What’s powerful here is the use of existing bug bounty structures (explicit and fixes) with new crypto-native bug bounty programs (canary networks and built-in).

If You Build It, They Will Try to Hack It

My hypothesis is that these new types of challenges will be attractive to hackers (they are essentially financial honeypots), gaining their attention and interest.

Most will fail to take the bounties, by definition, but the bounties serve as a “lead generation” program for developers and security engineers to introduce/on-board them to the networks.

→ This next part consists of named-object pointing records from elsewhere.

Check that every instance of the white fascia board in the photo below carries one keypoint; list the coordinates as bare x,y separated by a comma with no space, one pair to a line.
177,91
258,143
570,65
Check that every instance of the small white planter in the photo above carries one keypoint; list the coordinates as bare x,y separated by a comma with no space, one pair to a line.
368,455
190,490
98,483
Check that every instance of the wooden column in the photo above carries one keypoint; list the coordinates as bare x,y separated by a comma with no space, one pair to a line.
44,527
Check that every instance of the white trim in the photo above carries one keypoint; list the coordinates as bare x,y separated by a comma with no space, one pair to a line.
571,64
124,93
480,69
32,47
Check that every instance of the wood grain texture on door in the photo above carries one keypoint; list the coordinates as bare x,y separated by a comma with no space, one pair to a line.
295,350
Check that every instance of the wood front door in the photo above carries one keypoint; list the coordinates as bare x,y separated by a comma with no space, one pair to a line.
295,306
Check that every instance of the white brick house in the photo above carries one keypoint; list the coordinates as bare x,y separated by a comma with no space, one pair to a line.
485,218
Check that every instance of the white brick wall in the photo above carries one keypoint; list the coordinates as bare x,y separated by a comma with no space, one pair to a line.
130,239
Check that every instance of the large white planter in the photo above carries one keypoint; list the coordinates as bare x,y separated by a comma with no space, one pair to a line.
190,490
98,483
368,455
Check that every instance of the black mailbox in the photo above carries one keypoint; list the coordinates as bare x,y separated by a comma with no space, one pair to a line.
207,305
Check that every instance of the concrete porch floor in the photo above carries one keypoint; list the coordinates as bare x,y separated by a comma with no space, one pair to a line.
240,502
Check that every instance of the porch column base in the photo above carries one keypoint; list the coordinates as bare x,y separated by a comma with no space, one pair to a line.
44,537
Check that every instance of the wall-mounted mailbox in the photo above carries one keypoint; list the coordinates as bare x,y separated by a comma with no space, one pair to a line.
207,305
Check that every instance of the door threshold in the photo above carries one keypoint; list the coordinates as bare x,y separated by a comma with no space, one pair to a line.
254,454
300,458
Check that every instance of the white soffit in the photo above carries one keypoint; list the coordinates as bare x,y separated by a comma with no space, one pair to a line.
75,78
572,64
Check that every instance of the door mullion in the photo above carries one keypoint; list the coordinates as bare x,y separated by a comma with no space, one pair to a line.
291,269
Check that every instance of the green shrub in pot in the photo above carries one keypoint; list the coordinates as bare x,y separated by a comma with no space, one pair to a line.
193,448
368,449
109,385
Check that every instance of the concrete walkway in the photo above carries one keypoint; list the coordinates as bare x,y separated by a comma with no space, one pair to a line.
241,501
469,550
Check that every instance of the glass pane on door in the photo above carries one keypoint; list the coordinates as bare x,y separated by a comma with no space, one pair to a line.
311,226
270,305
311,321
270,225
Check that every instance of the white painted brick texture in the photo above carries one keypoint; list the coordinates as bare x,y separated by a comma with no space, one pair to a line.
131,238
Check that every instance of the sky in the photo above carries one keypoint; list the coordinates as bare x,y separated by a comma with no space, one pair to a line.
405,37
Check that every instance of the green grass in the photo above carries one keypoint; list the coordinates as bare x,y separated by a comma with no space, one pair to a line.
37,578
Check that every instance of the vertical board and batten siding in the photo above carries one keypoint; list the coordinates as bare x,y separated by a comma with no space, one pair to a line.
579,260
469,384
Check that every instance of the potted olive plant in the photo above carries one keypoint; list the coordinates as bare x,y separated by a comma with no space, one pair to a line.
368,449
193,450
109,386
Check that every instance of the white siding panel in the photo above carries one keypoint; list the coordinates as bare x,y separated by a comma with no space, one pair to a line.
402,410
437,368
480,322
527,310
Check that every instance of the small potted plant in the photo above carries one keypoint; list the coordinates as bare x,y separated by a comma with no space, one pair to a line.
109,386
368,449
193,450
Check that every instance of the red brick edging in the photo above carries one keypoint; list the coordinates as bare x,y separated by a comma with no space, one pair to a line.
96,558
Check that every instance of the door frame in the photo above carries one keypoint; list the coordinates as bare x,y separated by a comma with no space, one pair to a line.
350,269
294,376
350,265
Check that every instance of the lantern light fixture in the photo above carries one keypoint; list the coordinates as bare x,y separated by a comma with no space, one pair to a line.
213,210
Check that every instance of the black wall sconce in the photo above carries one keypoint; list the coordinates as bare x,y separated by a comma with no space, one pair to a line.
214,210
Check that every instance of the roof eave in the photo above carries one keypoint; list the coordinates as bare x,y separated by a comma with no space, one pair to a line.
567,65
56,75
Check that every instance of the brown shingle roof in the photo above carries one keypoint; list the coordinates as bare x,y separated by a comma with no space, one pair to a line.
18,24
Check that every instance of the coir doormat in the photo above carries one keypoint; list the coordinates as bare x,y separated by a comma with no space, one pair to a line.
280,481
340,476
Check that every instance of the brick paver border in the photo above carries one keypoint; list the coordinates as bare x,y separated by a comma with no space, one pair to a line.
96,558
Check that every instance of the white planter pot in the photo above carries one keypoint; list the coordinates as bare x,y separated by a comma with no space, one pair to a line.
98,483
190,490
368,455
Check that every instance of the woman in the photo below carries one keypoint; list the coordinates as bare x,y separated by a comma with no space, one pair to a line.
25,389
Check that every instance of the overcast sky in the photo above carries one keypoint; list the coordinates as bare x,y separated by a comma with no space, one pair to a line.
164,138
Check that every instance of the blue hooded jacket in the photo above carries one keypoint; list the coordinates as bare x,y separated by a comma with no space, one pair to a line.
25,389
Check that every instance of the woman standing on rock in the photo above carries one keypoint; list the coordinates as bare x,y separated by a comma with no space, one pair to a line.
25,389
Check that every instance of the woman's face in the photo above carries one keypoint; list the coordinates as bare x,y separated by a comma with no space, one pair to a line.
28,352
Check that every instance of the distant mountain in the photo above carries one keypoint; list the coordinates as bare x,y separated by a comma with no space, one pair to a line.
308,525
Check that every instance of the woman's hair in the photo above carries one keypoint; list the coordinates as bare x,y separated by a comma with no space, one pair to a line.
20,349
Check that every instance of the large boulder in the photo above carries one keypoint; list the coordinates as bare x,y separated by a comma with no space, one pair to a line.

As the value of the network grows, e.g. Bitcoin, the number of attacks/efforts to break the smart contracts or protocol will only increase. While some networks will perish because of these, that’s ultimately a good thing. They weren’t secure enough for the next level anyway. Those that survive are the battle-hardened ones.

When all is said and done (and that could be a while), the security incentives that “come standard” with crypto economic networks will leave to some losers, for sure, but much, much stronger winners.

In an era where a Twitter hack could lead to horrific consequences (imagine someone using Trump’s account to say “we launched nukes at North Korea”), the importance of security is becoming (again) more and more obvious.

Fortunately, Adam Smith’s capitalist instinct helps us here. Help yourself, help others.

In this case, put a pile of money out there for developers to get…if they break the code.

If they break it, we all win (well, most of us) because the network wasn’t secure enough.

If they don’t, we all win (well, except the devs who fruitlessly tried to crack it) because the network is secure.

I just think the numbers are in favor of the crypto economic networks.

More to come on Trent’s article. It’s an absolute gem and recommended reading.